Discovering Regency Bath and Bridgerton locations

Season one of Bridgerton is an eight episode series which premiered on Netflix on Christmas day 2020. Although it has been described as historical fantasy not fact it is great fun. Producer Shonda Rhimes  imagined an alternative regency period where Queen Charlotte, the wife of George III was of mixed race rather than of German descent and much of the aristocracy was also biracial.

The series is based on the regency novels of the best selling American author, Julia Quinn. The books follow the attempts made by Violet, the Dowager Viscountess  Bridgerton to marry off her eight children. The children helpfully have names in alphabetical order A-H. Series 1 focuses on the eldest daughter Daphne and her relationship with Simon, the newly created Duke of Hastings.

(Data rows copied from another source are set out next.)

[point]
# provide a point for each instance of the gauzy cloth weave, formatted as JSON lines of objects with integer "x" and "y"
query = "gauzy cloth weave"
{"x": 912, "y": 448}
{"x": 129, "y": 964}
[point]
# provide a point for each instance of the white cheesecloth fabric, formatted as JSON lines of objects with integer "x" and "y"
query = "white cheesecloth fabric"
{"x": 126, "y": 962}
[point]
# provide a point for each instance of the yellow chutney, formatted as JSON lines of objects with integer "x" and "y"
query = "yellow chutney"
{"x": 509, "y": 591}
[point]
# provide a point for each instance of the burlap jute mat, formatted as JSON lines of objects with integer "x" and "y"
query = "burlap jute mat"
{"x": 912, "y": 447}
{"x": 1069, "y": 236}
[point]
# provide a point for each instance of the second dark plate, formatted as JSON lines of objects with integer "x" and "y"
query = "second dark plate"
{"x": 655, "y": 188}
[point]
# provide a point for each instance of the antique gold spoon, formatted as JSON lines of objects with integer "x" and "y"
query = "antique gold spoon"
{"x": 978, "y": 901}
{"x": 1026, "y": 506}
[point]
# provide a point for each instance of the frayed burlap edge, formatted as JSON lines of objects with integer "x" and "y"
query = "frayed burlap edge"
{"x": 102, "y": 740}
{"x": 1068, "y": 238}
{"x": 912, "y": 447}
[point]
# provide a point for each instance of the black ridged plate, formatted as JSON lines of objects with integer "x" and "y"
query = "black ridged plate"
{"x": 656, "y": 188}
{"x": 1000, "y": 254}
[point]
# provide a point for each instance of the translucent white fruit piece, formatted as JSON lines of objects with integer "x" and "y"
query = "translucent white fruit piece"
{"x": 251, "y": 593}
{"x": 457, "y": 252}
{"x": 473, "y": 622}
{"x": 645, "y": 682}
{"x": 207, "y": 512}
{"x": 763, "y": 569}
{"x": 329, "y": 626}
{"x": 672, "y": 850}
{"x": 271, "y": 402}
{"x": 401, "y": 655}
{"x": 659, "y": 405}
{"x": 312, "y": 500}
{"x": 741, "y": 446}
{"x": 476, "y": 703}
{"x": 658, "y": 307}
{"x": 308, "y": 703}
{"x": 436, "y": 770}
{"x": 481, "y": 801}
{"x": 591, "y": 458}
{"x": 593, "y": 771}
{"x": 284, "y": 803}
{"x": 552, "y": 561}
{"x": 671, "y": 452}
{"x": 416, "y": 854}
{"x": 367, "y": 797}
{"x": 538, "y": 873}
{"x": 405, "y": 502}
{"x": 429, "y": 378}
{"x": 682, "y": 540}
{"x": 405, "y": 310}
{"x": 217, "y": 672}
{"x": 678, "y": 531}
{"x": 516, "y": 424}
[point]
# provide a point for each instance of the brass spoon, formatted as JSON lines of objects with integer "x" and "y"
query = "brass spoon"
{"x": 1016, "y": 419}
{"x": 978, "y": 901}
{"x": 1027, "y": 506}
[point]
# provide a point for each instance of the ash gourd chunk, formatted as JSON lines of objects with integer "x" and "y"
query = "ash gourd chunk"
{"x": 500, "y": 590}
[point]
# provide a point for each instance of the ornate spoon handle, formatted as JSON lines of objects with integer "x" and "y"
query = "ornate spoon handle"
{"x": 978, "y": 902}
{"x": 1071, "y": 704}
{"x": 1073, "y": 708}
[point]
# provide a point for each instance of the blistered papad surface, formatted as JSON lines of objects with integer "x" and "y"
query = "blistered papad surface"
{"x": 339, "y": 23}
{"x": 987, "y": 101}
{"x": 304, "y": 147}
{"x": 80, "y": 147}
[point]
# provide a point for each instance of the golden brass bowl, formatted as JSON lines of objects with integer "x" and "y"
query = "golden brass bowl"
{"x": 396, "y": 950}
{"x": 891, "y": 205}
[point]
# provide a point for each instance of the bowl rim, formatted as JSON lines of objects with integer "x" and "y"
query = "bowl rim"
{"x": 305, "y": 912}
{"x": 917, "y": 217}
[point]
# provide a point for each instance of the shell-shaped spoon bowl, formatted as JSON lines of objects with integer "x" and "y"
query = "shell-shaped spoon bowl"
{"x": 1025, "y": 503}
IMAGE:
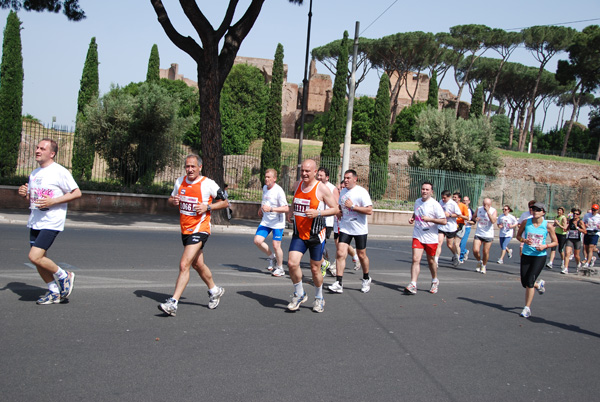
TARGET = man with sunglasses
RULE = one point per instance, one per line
(590, 239)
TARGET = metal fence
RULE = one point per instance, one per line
(401, 183)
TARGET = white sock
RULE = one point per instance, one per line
(53, 287)
(61, 273)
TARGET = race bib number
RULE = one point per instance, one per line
(300, 206)
(536, 239)
(187, 205)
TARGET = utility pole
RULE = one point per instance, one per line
(348, 136)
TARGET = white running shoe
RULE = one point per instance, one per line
(336, 287)
(366, 285)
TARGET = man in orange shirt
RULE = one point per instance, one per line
(310, 199)
(195, 196)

The first series is set in 1813 in London but much of it was filmed in other cities including Bath.  It has been described as a cross between Pride and Prejudice and Gossip Girl. Julie Andrews acts as narrator reading extracts from the anonymous Whistle Down Newsletter.

What is the difference between Georgian and Regency England? 

The Georgian period covers the reign of all four King Georges from 1714 to 1830. Regency just covers the period from 1811 to 1820 when George IV acted as regent for his father George III who went mad. 

I belong to a walk in the past historical walking group and on Sunday we were asked to meet at the Holburne museum for what our leader billed as a Bridgerton walk. I also took the opportunity to photograph a couple of doors for #Thursday doors, a weekly feature that lets door lovers from around the world come together to share photographs of doors and the stories behind them.

The Holburne museum

Although Bridgerton is set in London the film crew used locations around the country for many of the scenes. I enjoyed spotting many of my favourite Bath buildings. The Holburne museum  was used as Lady Danbury’s grand mansion and the scene of the ball in episode one where Simon and Daphne meet.

In real life it is a very good art gallery with a lovely coffee shop to the rear. At present it has a special exhibition of Venetian Canaletto paintings which I am looking forward to viewing.  It overlooks Sydney Gardens which is the last remaining Vauxhall pleasure garden.  Jane Austen and her friends would enjoy promenades and public breakfasts as well as balls and other entertainment in the gardens and it is still a lovely park to stroll in and get away from the hustle and bustle of central Bath.

Here are some more locations from Bath and a couple of extra doors for Thursday doors.

This was used as the dressmakers in bridgerton
The dressmaker’s shop Bridgerton

The Modiste shop run by Madame Delocourt. It is a shame about the green rubbish bags.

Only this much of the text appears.